A walk along the Main Path this time of the year is a rewarding experience. Flowers are plentiful from the moment you leave the Visitor Information Centre (VIC).

  1. On the left as you leave the VIC is a large specimen of Pandorea jasminoides [Section 212] covered in pink flowers and attractive mid-green foliage. This woody vine, also known as Bower of Beauty, is native to New South Wales and Queensland.
  2. Actinotus helianthi ‘Starbright’ [Section 221], or Flannel Flower, is in a pot on the right as you leave the VIC. The white flowers with yellow/grey centres have a velvety texture, as does the divided grey-green foliage.
  3. Further along on the left in a pot is Anigozanthos ‘Bush Volcano’ [Section 210], a long-lasting kangaroo paw with red/orange flowers.
  4. Homoranthus prolixus [Section 210] is also on the left in a pot. There is an interesting contrast between the layers of acid yellow flowers on blue-green foliage. This plant is restricted to an area of NSW near Inverell and its status in the wild is listed as Vulnerable.
  5. Low on the right is the groundcover Pelargonium rodneyanum [Section 174], or Magenta Storksbill, with small bright pink/purple flowers on green lobed ‘geranium’ leaves. It occurs naturally in fragmented populations in New South Wales, South Australia and Victoria.
  6. Detour across the lawn from the café to see the outstanding small tree Melaleuca linariifolia ‘Seafoam’ [Section 243]. This paperbark has many frothy white flowers and green needle foliage.
  7. On the left in the small garden is Grevillea sericea [Section 244], with white spider flowers on an open airy bush. The more common form of this plant has pink flowers. It is endemic to NSW.
  8. On the left in the Ellis Rowan Garden is Callistemon ‘Little John’ [Section 131], a dwarf form of Callistemon viminalis.
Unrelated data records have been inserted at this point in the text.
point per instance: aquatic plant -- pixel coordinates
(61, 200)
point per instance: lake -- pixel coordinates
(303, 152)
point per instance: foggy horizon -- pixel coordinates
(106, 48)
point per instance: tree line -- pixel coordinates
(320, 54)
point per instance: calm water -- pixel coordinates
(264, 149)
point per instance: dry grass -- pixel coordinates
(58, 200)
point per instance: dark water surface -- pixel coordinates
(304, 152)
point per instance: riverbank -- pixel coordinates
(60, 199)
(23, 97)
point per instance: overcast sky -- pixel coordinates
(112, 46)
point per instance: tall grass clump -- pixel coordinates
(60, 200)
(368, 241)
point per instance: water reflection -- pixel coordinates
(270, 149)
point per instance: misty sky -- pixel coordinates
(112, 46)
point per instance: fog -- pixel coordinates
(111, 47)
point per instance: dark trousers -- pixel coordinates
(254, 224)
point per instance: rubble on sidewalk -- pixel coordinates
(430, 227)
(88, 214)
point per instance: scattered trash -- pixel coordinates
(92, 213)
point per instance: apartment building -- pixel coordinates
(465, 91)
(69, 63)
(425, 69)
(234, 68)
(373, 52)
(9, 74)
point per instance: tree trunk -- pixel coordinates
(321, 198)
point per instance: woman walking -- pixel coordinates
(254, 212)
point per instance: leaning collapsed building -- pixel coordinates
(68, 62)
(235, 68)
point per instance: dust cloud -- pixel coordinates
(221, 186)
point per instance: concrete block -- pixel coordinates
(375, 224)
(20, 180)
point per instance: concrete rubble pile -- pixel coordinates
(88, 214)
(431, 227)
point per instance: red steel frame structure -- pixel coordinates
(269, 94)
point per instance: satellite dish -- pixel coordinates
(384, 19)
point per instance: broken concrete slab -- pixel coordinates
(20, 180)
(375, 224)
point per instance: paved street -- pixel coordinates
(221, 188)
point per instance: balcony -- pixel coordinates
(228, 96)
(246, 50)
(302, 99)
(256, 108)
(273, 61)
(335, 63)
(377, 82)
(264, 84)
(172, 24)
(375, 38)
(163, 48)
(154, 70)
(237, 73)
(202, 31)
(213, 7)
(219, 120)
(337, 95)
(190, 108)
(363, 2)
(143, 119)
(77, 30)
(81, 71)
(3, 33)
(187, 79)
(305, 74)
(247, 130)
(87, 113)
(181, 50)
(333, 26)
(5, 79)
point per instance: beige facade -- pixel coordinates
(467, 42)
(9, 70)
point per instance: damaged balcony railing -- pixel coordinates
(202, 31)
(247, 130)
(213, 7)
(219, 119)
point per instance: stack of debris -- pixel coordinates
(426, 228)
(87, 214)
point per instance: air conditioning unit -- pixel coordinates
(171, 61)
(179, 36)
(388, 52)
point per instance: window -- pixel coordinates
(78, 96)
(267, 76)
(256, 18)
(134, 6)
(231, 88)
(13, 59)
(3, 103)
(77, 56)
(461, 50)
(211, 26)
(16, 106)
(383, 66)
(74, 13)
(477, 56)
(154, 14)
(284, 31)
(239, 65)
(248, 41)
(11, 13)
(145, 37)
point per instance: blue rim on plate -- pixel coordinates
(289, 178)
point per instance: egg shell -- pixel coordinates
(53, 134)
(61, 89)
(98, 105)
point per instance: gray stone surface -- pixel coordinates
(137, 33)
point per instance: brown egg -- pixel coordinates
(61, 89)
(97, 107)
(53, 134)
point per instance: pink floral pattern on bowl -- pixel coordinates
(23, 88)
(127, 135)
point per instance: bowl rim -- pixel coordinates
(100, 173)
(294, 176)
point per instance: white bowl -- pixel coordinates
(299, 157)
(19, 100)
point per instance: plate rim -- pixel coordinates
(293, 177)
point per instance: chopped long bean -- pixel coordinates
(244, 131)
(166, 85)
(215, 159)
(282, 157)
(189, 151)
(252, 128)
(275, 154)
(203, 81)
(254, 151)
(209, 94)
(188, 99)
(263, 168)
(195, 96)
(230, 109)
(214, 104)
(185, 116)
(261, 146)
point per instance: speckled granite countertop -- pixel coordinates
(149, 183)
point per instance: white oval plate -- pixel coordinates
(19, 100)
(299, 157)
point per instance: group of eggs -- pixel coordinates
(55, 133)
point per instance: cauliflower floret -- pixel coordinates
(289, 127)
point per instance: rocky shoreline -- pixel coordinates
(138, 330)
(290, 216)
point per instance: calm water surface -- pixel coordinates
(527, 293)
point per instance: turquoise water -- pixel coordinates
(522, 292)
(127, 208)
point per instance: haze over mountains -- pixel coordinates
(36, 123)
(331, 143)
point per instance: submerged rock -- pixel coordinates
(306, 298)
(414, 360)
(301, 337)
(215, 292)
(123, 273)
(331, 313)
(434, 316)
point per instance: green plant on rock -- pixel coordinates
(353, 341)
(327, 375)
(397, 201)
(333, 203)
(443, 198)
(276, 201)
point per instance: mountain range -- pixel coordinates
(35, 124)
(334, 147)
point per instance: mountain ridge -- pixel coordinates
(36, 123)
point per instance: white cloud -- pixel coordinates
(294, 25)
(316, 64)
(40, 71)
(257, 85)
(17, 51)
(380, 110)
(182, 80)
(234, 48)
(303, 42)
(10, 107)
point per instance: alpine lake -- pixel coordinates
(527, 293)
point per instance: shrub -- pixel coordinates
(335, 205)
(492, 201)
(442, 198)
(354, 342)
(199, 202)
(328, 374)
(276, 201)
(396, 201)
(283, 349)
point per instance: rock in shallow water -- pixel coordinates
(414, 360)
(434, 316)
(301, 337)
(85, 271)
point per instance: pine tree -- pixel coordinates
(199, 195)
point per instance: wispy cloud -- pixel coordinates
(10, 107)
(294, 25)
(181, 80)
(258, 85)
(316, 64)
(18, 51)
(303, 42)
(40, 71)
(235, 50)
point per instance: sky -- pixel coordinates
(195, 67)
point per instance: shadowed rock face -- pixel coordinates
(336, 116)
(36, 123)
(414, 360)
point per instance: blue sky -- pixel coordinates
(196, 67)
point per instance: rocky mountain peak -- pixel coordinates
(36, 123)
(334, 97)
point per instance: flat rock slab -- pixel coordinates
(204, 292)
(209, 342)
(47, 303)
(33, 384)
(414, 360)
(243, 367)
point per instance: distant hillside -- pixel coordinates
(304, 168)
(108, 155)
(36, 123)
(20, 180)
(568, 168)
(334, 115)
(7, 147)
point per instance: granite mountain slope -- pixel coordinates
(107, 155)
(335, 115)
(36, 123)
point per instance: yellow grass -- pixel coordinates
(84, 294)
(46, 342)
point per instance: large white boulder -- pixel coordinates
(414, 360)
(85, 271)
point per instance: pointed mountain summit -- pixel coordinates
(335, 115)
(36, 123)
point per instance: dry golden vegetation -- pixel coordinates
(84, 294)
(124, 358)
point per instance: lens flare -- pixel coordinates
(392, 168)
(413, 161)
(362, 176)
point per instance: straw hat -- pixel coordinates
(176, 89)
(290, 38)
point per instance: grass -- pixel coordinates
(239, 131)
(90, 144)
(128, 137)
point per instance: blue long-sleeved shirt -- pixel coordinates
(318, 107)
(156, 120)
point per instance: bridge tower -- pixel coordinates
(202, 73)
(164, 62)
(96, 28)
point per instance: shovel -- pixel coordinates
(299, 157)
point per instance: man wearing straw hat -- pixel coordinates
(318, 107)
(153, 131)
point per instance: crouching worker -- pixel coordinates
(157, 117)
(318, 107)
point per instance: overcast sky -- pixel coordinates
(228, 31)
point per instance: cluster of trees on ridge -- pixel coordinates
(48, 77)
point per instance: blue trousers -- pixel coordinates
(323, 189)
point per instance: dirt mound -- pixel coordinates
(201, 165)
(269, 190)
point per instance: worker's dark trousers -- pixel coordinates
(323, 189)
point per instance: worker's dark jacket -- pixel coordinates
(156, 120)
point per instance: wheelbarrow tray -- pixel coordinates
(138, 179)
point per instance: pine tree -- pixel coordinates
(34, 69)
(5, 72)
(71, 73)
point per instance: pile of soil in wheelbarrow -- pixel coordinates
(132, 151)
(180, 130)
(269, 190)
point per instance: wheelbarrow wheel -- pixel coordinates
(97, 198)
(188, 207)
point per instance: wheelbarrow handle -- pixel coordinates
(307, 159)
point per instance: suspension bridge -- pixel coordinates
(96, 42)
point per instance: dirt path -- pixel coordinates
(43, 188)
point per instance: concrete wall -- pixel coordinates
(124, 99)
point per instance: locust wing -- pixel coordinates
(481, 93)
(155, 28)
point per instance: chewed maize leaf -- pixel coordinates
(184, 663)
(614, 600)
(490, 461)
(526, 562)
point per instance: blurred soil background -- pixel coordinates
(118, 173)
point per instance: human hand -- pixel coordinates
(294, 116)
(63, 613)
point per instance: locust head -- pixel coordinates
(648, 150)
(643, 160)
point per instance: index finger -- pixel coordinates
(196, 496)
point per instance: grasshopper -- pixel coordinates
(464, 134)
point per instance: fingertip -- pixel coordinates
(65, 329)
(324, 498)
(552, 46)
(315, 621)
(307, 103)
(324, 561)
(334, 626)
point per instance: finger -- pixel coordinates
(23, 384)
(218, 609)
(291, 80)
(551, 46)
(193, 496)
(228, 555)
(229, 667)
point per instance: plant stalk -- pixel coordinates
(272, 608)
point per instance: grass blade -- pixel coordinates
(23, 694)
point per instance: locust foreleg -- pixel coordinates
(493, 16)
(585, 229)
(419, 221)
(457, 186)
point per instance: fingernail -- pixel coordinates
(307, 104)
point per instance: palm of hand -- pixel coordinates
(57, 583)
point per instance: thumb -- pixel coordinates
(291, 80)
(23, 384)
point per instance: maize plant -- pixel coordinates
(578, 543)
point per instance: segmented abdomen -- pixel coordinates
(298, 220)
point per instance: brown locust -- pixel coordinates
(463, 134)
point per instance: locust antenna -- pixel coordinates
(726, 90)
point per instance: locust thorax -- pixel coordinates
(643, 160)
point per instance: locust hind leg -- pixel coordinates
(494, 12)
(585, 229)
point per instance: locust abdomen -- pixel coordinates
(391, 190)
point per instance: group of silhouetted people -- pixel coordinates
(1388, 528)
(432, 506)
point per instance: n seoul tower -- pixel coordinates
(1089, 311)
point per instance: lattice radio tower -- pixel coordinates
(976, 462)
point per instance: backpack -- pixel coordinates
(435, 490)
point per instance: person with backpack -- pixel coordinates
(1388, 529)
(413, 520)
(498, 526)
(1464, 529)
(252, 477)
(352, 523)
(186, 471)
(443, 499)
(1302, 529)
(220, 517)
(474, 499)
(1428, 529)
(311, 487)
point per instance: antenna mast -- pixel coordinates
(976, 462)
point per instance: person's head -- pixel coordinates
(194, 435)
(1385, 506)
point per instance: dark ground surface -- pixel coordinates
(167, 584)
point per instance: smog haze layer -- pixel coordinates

This plant shows a stunning contrast between deep red bottlebrush flower spikes and green/blue foliage.
  9. Continue on the Main Path up the hill and look down to your left to see Baeckea astarteoides [Section 10], a small, delicate weeping bush with tiny pink flowers.
  10. Further on your left is Leptospermum ‘Aphrodite’ [Section 10], with pink and green ‘tea-tree’ flowers on a large open bush with small light green foliage. This plant was developed locally by Bywong plant breeder Peter Ollerenshaw. It arose among a batch of seedlings of Leptospermum spectabile.
  11. On your left overhanging the path is a Callistemon species [Section 10], with pink flower spikes on a small weeping tree.
  12. On the right is a small tree covered in white flowers with green centres. This is Leptospermum polygalifolium subsp. montanum [Section 9]. It is commonly known as Mountain Tea Tree or Tantoon.
  13. Further on your right is another large shrub, Kunzea ambigua [Section 9], covered in fluffy white blooms with a heavy honey scent. These flowers are much beloved by bees and other insects. It grows naturally on the coastal strip of eastern Australia (in New South Wales, Victoria and Tasmania).
  14. Again on your right is Grevillea insignis subsp. insignis [Section 9], an open, rather straggly bush with blue-green prickly holly-like leaves. The large pinkish flowers have dark red styles. It is native to south-west Western Australia.
  15. The groundcover to your right is Persoonia chamaepitys [Section 27], or Creeping Geebung, with orange/gold flowers and light green foliage.